Los seres humanos tenemos una predisposición, muy desarrollada, a simplificar. De la misma forma en que estudiamos la Historia –con mayúscula–, analizamos la Actualidad –también con mayúscula–: mediante un depurado proceso de simplificación.
La Actualidad, ese lugar en el que todos vivimos pero nadie existe, se circunscribe a tres noticias de carácter nacional y sus tantos de carácter mundial. Duarte, Peña Nieto y el peso mexicano; Trump, Donald Trump y el presidente electo de Estados Unidos de América. Una triada escurridiza que muta con extrema facilidad.
En esa Actualidad, la vida sencilla desaparece de un brochazo. Las pequeñas historias, nuestras historias, son devoradas por un monstruo que todo lo sabe, que todo lo ordena, y que todo lo olvida.
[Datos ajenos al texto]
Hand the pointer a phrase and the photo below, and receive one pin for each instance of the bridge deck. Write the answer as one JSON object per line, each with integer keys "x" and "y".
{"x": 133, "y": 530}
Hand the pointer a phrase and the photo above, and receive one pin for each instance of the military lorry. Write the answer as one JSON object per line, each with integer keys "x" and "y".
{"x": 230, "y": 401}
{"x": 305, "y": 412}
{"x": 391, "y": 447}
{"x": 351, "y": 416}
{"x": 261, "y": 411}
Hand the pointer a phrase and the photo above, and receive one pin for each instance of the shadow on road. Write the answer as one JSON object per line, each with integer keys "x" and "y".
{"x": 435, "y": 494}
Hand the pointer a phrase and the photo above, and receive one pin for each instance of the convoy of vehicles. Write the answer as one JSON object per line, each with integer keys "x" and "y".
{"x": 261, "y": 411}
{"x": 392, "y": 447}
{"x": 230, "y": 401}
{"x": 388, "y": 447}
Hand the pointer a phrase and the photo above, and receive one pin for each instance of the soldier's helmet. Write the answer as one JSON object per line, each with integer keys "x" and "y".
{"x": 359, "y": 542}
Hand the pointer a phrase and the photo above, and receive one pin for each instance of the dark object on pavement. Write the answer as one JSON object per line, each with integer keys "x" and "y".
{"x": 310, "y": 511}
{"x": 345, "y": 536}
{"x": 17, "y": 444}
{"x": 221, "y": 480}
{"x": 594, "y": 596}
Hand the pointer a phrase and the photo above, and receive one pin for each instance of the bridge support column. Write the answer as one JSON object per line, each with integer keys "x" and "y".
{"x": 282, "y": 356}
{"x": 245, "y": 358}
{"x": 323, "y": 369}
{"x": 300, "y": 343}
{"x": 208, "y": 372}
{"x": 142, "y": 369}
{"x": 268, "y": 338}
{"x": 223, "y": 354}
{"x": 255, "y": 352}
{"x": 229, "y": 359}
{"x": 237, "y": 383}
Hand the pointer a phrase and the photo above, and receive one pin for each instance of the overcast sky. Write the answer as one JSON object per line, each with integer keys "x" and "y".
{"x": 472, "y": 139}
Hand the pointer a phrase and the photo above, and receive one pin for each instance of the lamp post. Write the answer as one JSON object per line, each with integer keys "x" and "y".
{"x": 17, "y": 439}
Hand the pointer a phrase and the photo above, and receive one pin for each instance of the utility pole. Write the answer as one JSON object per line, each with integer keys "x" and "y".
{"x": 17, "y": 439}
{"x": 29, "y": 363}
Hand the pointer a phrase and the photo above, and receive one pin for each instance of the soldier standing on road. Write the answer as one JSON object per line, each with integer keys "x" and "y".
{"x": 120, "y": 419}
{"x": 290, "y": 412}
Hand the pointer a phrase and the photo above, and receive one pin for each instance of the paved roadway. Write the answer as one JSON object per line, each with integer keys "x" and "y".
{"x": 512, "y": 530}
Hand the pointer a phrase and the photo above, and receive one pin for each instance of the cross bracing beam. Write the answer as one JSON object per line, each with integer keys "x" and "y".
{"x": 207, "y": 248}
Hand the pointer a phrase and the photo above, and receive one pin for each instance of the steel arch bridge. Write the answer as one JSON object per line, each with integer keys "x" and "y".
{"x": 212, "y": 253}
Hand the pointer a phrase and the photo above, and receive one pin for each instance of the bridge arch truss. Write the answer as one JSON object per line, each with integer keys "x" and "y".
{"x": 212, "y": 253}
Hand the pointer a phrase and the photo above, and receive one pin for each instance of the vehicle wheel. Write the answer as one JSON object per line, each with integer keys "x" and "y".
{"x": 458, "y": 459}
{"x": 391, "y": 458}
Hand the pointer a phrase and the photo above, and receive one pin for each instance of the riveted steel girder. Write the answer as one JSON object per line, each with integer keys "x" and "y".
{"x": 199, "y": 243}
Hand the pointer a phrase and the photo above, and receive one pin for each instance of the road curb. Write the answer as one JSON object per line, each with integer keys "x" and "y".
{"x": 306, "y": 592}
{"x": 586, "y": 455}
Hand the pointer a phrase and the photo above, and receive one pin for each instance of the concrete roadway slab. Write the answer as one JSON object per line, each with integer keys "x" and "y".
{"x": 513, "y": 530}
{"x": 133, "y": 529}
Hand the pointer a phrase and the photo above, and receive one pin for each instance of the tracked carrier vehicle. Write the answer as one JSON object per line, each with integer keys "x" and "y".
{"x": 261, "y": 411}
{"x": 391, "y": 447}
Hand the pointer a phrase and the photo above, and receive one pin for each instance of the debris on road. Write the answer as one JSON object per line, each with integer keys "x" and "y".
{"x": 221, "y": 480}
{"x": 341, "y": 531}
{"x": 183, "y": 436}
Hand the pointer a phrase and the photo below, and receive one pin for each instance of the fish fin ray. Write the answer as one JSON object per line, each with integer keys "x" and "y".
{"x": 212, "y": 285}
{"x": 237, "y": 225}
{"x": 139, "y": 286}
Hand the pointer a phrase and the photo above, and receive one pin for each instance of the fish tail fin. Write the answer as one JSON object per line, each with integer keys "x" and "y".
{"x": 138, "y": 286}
Ante esta paradoja, surge una duda: ¿en dónde nace la esperanza? La primera intuición, la que nuestro instinto simplificador nos despierta, nos hace pensar que la esperanza nace en lo grandioso, surge de los protagonistas de la Actualidad. Por eso nos encomendamos a caudillos y gobernantes. En ellos fincamos nuestra esperanza. Pensamos que son ellos los que van a cambiar nuestras vidas. Y cuando los caudillos nos fallan, perdemos toda esperanza. Cuando Peña Nieto nos falla, cuando Trump es elegido presidente, pensamos que todo a nuestro alrededor se oscurece.
Pero ese instinto simplificador se equivoca. La esperanza no nace en lo grandioso, no surge del megalómano en turno. Eso quedó muy claro hace más de dos mil años, cuando la Esperanza –la única digna de llevar mayúscula– nació en un rincón perdido del Imperio Romano, en un pesebre humilde, entre personas sencillas, en el misterioso silencio de la noche.